Jon Paul Morosi is one of the intellectually bankrupt mainstream writers working today. He's exceptional at building straw men arguments against those who supposedly think that RBI aren't meaningful (of course they're important, they just aren't a function of a player's quality), overly glib, and infuriating in his smugness.
His latest piece, in which he lauds the Blue Jays for their "anti-Moneyball" approach, not only fails to understand the key concepts of Michael Lewis' seminal piece (almost 10 years after the book came out), but completely whiffs when describing the amateur draft, which formed one of the most memorable sections of the work:
The Oakland A’s had seven of the first 39 picks in the 2002 amateur draft; the cache of extra selections resulted from the departures of free agents the franchise could not afford. The strategy the A’s used to select the seven players — out with the scouts, in with the stats — was immortalized in Michael Lewis’ bestselling book and the motion picture starring Brad Pitt.
The revolutionary draft occurred 10 years ago this month.
History has judged it a failure.
Pardon The Common man, but that's complete bullshit. Morosi believes the fact that the players the A's have drafted have only accounted for one All Star appearance is an indictment of their process in 2002, and that the Jays' decision to carry more scouts than any other team in the game is some kind of response to that (ten years later). Now, one could (correctly) argue that, by increasing the number of scouts (who work fairly cheaply) to get a deeper and broader knowledge of amateur talent and get a leg up on other teams, the Blue Jays are exploiting weaknesses in the system, which was of course what Moneyball was all about.

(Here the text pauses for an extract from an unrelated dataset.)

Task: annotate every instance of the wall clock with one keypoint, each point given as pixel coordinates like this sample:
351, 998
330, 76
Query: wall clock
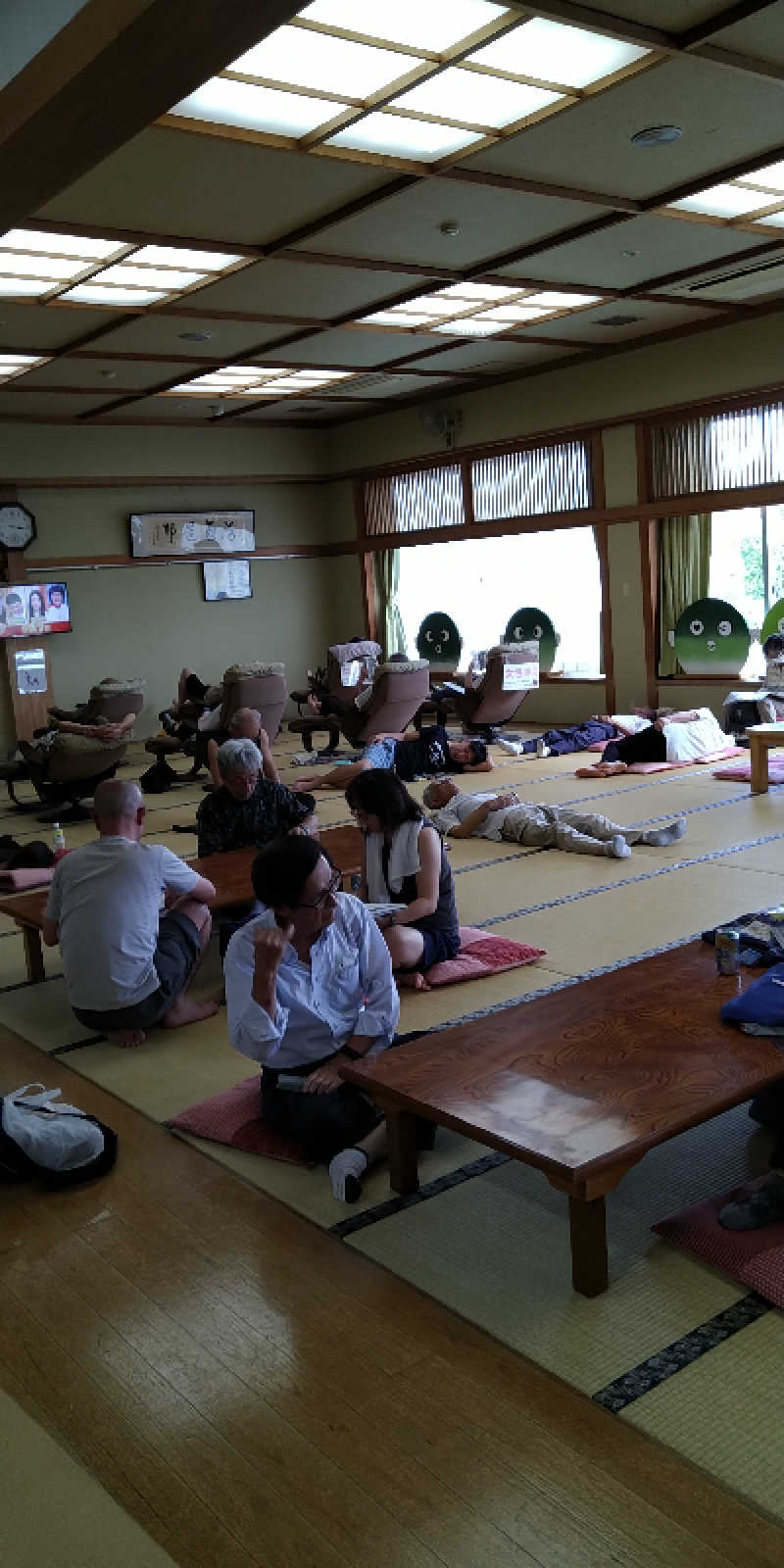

But Morosi doesn't get that. He also doesn't understand that the A's ended up with one of the most successful drafts in the league that year:
As you can see, the A’s had the 5th best draft in the game by this metric. Now, that’s not a definitive ranking for the overall draft. After all, the A’s had more picks than other clubs did, after losing Jason Isringhausen, Jason Giambi, and Johnny Damon to free agency. But they hit on a lot of them. Nick Swisher and Joe Blanton became quality Major Leaguers, while Jared Burton, Mark Teahan and John Baker are all banging around as role players). In fact, if you take out Swisher and Blanton, the A’s still had a better draft than nine other clubs.
And it certainly matters how you define “success” or “failure” in a draft. As you look at the results of each team’s draft, it’s clear that all it takes to make a team’s draft successful is a single big hit. Like how the Reds hit with Joey Votto or the Phillies with Cole Hamels. In fact, the players listed in the above table represent 76.9% of the total WAR acquired by these franchises in the draft. And the A’s had, not just one but two solid hits.

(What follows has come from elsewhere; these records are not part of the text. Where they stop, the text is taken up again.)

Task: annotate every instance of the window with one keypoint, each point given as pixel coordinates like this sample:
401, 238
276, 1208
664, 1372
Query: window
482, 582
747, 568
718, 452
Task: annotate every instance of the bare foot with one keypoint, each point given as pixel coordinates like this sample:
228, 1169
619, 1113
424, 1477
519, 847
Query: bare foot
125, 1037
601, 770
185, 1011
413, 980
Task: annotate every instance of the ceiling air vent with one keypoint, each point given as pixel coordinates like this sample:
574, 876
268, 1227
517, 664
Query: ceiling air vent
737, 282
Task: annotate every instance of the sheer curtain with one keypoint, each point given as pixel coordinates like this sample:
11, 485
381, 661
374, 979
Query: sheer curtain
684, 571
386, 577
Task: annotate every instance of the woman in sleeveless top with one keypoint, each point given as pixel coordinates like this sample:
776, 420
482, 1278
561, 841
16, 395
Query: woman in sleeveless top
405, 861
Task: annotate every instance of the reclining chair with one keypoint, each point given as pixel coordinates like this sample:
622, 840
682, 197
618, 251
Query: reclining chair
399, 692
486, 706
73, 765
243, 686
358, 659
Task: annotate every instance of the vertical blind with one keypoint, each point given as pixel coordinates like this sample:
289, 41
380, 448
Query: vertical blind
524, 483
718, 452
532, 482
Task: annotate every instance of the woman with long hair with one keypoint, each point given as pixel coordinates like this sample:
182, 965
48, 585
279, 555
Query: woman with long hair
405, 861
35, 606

Finally, it’s not fair to judge a draft simply by the players chosen, but by what’s done with the players. The A’s used Mark Teahen, for example, as part of a package to acquire Octavio Dotel in 2004. After three good years with Nick Swisher, the A’s sent him to the White Sox for Gio Gonzalez and Ryan Sweeney. Blanton was dealt to the Phillies for Josh Outman. Then Gonzalez, Sweeney, and Outman were all dealt, and led to the A’s acquiring Seth Smith (.260/.378/.448, 129 OPS+), Josh Reddick (.266/.344/.522, 136 OPS+), Tommy Milone (8-5, 3.83), Derek Norris, and the numbers 36 (Brad Peacock) and 57 (A.J. Cole) prospects in Major League Baseball according to Baseball America, ensuring that the A’s will benefit from the 2002 draft for the next several years to come.
So no. No matter how you look at it, the 2002 draft was not a failure. No matter how you try and spin it, the A’s came out of 2002 with a strong foundation through their draft, which they’ve leveraged well even as the rest of the club has struggled. And any success the Blue Jays have with their own methods today (we haven’t even seen the results on a Major League field yet) is not a rejection of the principles laid out by Lewis, but a celebration and adaptation of them. To suggest otherwise is either grossly ignorant or intellectually dishonest. Which would you rather be, Jon?